In general, the Japanese cedar lives for about 500 years, but yakusugi trees live much longer. They grow on less nutritious granite soil slowly and have a very tight grain. The wood contains a lot of resin due to Yakushima's high rainfall and high humidity, making it resistant to rotting. As a result, these trees tend to have longer lives, and many larger trees have survived for more than 2,000 years. Famous examples include the Jōmon-sugi, Kigen-sugi and Wilson stump.

Logging

A stone monument from Kagoshima-jingū shrine says that Japanese cedar and hinoki wood was carried from Yakushima to rebuild the shrine around 1560. This is the earliest known record of yakusugi being used for logging.

In addition, after conquering Kyushu, Ishida Mitsunari, a samurai who later led the Western army in the Battle of Sekigahara, had Shimazu Yoshihisa, a territorial lord of Satsuma province, examine the amount of wood in Yakushima and around 1590. 11 vessels of Shōdoshima, an island located in the Inland Sea, carried yakusugi timbers to Osaka to build Daibutsuden, in Hōkō-ji, the temple in Kyoto built by Toyotomi Hideyoshi.

During the Edo period (1603–1868), Tomari Jochiku, a Confucian monk of the Nichiren sect who had been born in Yakushima and served the Satsuma domain, saw the destitution of the islanders in Yakushima and submitted a plan to cut down yakusugi to the Shimazu clan daimyo. Full-scale logging began around 1640.

Yakusugi were used as shipbuilding materials or architectural materials, but most became roof tiles called hiragi (lit. flat wood). The islanders sent hiragi to Satsuma domain as an annual tribute. In addition, other yakusugi not used as an annual tribute were bought by the Satsuma clan in exchange for rice and other supplies.

In Meiji era (1868–1912), residents were restricted from cutting trees. Islanders objected to this and sued for return of the national forests, but lost. However, because this contributed to the subsequent poverty of Yakushima, Kagoshima woodcraft department announced "the plan of forest management in Yakushima" in 1921. Some of the main points include:

  • The front of the mountain is solely for local profit.
  • Local people may use the trees for firewood.
  • Local people will be hired for cutting, planting, and raising woods and will be provided with birdlime trees, or trochodendron.
  • The government will foot the bill for building gravel roads around Yakushima.
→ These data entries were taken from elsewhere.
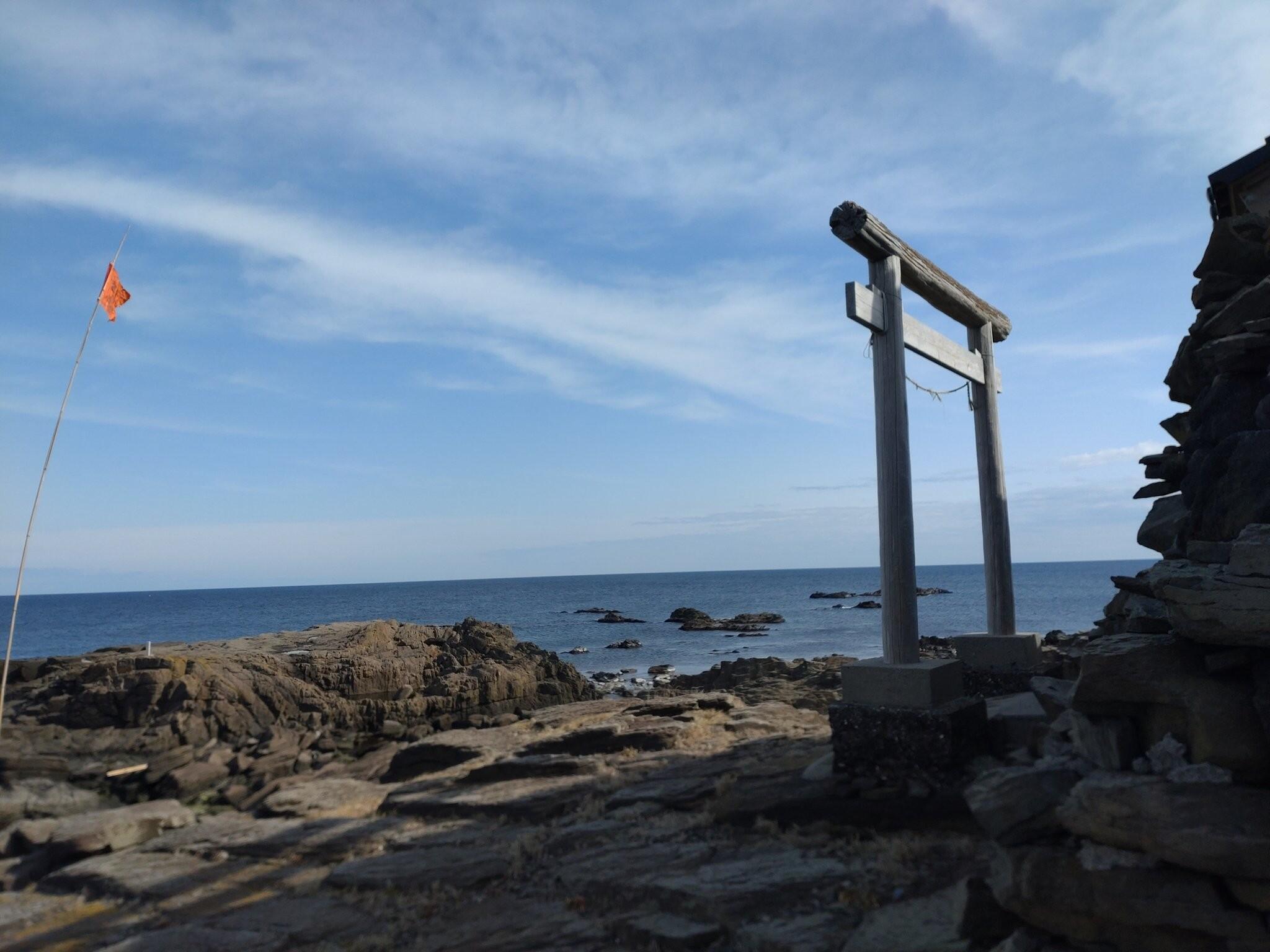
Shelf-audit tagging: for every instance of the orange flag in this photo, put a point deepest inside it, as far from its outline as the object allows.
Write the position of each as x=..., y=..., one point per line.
x=113, y=294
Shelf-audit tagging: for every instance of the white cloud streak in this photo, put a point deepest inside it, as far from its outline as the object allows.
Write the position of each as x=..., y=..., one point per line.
x=1114, y=455
x=1124, y=347
x=719, y=338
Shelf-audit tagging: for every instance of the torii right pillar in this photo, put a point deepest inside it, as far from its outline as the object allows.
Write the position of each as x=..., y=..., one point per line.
x=1001, y=648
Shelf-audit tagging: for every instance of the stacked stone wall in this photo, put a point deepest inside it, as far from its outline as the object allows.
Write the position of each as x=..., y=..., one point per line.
x=1145, y=822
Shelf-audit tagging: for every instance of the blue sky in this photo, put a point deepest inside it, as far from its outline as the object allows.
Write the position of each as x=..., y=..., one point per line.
x=432, y=291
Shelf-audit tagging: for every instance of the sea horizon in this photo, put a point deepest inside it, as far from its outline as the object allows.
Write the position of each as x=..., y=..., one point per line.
x=27, y=594
x=546, y=610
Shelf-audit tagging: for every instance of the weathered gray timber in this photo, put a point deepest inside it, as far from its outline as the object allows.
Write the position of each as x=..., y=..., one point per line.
x=879, y=307
x=876, y=242
x=865, y=307
x=894, y=472
x=993, y=512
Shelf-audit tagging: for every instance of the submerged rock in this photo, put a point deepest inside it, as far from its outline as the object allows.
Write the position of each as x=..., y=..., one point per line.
x=687, y=615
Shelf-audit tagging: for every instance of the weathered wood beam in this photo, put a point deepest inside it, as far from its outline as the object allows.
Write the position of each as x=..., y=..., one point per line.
x=866, y=309
x=897, y=555
x=876, y=242
x=995, y=513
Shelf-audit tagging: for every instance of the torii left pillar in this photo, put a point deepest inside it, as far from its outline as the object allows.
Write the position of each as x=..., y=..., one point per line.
x=901, y=677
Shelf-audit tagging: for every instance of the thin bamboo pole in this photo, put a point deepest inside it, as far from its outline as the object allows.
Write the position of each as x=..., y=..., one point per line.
x=40, y=487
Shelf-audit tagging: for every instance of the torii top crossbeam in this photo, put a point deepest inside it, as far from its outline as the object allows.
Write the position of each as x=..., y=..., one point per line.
x=876, y=242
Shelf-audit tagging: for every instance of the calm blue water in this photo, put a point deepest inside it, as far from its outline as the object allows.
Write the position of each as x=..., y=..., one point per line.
x=1067, y=596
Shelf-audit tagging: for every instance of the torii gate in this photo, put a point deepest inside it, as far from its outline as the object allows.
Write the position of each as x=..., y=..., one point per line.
x=879, y=307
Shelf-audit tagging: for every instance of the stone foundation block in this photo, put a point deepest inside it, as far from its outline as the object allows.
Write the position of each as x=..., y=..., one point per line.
x=1000, y=653
x=928, y=683
x=908, y=741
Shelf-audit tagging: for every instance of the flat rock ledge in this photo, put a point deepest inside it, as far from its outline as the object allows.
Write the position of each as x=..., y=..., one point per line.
x=696, y=822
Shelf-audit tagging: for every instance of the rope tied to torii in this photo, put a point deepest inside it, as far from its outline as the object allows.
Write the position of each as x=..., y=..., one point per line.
x=938, y=395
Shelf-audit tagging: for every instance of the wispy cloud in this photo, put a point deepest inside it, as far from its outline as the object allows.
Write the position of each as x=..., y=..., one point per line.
x=111, y=418
x=856, y=484
x=716, y=339
x=1191, y=71
x=1077, y=351
x=1113, y=455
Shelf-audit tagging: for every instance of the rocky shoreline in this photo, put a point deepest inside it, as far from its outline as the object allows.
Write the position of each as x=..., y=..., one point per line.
x=498, y=804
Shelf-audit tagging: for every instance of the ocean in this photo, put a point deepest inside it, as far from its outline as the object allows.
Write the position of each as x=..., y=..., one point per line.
x=1066, y=596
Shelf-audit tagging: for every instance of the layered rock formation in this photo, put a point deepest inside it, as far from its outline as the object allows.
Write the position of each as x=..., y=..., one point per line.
x=593, y=827
x=283, y=692
x=1141, y=816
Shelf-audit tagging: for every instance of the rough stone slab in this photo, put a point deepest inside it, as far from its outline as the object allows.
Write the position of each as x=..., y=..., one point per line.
x=22, y=909
x=100, y=831
x=328, y=798
x=303, y=919
x=533, y=765
x=523, y=800
x=1214, y=604
x=760, y=878
x=504, y=924
x=1250, y=553
x=133, y=875
x=648, y=734
x=1000, y=653
x=1214, y=828
x=944, y=920
x=43, y=796
x=1016, y=804
x=200, y=938
x=1128, y=907
x=1161, y=682
x=810, y=932
x=1251, y=892
x=281, y=838
x=668, y=932
x=460, y=867
x=1158, y=531
x=1109, y=743
x=1053, y=694
x=1213, y=552
x=1011, y=720
x=925, y=684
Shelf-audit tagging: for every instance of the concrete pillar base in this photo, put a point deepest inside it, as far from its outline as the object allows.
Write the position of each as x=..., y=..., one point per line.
x=998, y=653
x=926, y=684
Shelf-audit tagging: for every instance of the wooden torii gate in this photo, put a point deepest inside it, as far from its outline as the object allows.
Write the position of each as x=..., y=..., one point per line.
x=879, y=307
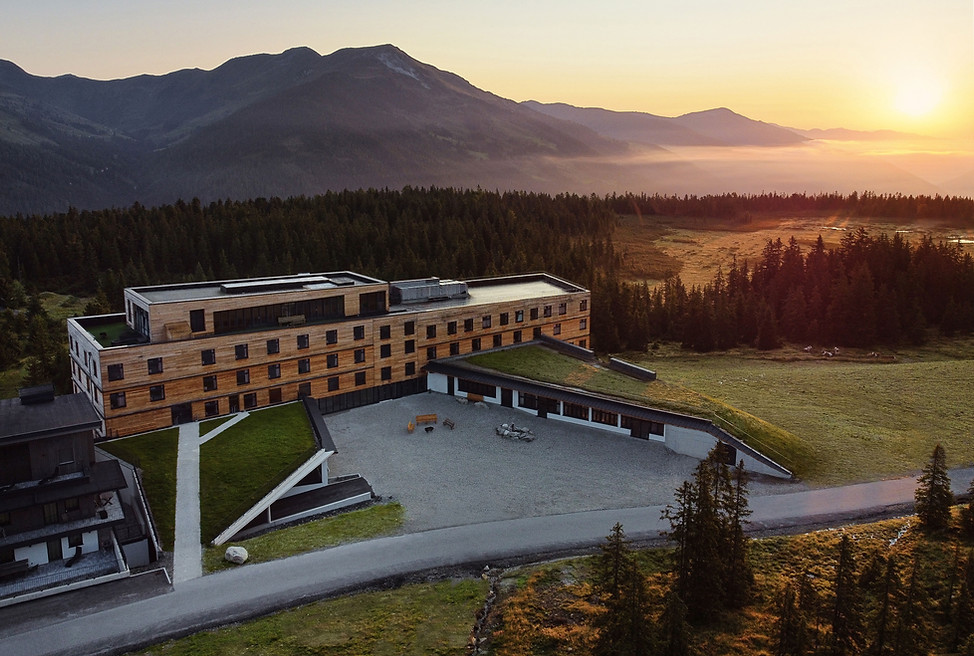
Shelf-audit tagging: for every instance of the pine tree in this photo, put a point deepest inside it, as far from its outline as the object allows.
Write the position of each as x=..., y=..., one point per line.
x=933, y=497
With this judgement yakusugi was nationalized and the timber industry was restored. As of 2001, all of the nationalized wood had been cut down except for the ones deemed national treasures, and so the logging in Yakusugi finished.

Domaiboku

Since it is no longer permitted to cut Yakusugi today, souvenirs etc. are made from stumps of previously felled trees and trees that fell fallen naturally in typhoons. These trees are called domaiboku, which literally means buried trees in the ground.